7 Comments
User's avatar
Derek's avatar

"Metaphorically: a witch or barbarian is someone you cannot subordinate to your system."

This strikes me as a good description of what it was like to have a baby and raise a young child. I wonder whether you've seen others talking about parenting as a catalyst for stage change as well. Seems likely I'm guessing.

Ke Zhang's avatar

I think this happened to me to some extent. My first child has undergone a lot of difficulties in the first few years of school, which forced me to dramatically change my approach to parenting. I have come to recognize that my earlier approach was based on how I should behave as a parent, based on a hodgepodge of rational thoughts and parenting books. The transition happened when I realized something that should have been obvious -- I should react to him as a person, not in the abstract. There's no need for rules because our relationship is unique. The difficulties still exist but everything started to be better after that realization.

David Chapman's avatar

Oddly enough, I can't think of an instance. It does seem like it would happen!

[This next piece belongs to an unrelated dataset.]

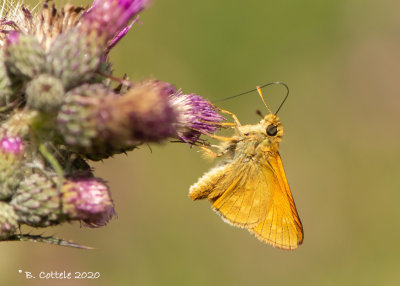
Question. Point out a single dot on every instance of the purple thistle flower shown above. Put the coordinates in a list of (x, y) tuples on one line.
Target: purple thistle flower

The "Parenting" chapter of In Over Our Heads explains what that transition would have to look like, but doesn't give even a fictitious example.

Derek's avatar

yes, the examples in the book are sort of sideways to the issue of parenting. He discusses teaching sex ed and also supporting a teen moving from stage 2 -> 3 (I have an almost 16 year old so both of these resonated for me), but mostly from the vantage point of the teen's transition or the culture at large rather than the parent's. He also discusses a woman wrestling with whether to tell her young daughter the truth about her relationship with a man she is dating. This seems to me the closest example to what I'm thinking of, but still not very direct.

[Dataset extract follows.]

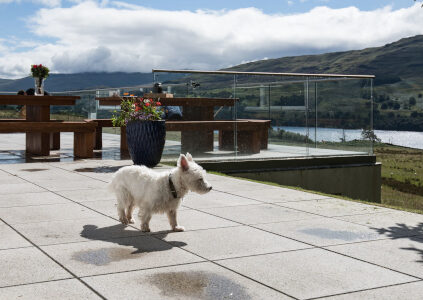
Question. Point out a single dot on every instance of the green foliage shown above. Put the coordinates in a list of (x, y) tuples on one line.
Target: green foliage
[(39, 71), (137, 109), (368, 134)]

Ke's example feels spot on to me and seems to match your language of preserving the form while no longer being limited by the form. One can relate to their children as people first (or as Ari might say, "friend, model, guide"), but the "form" of being a parent remains and it looks pretty sketchy to me when people try to eliminate the "form" of being a parent and instead focus on being only a friend to their child. Personally, every developmental phase for my children has brought up new "stuff" for me and it feels as if they become new barbarians that cannot be subordinated to my system every year or so. No claims to stage 5 access or stability on that front here!

Adam Tropp's avatar

Is doing a committed long term meditation practice a cheat code for reaching stage 5, even in the absence of other triggers, support systems, etc? Or, to put that another way, how could a person that is not particularly attached to anything be attached to systematicity? (Obviously i also recognize than an enlightened person wouldnt care about "reaching stage 5").

David Chapman's avatar

> Is doing a committed long term meditation practice a cheat code for reaching stage 5, even in the absence of other triggers, support systems, etc?

Well, this is an empirical question, and I know of no actual research in this area. Anecdotally, I think the answer is that meditation can potentiate the other work involved in the transition, but it’s not adequate by itself.

Jared Janes's avatar

My intuition is that it would be particularly helpful in stage transitions, but I'd guess that challenging life circumstances are more likely to kick off the transition to begin with.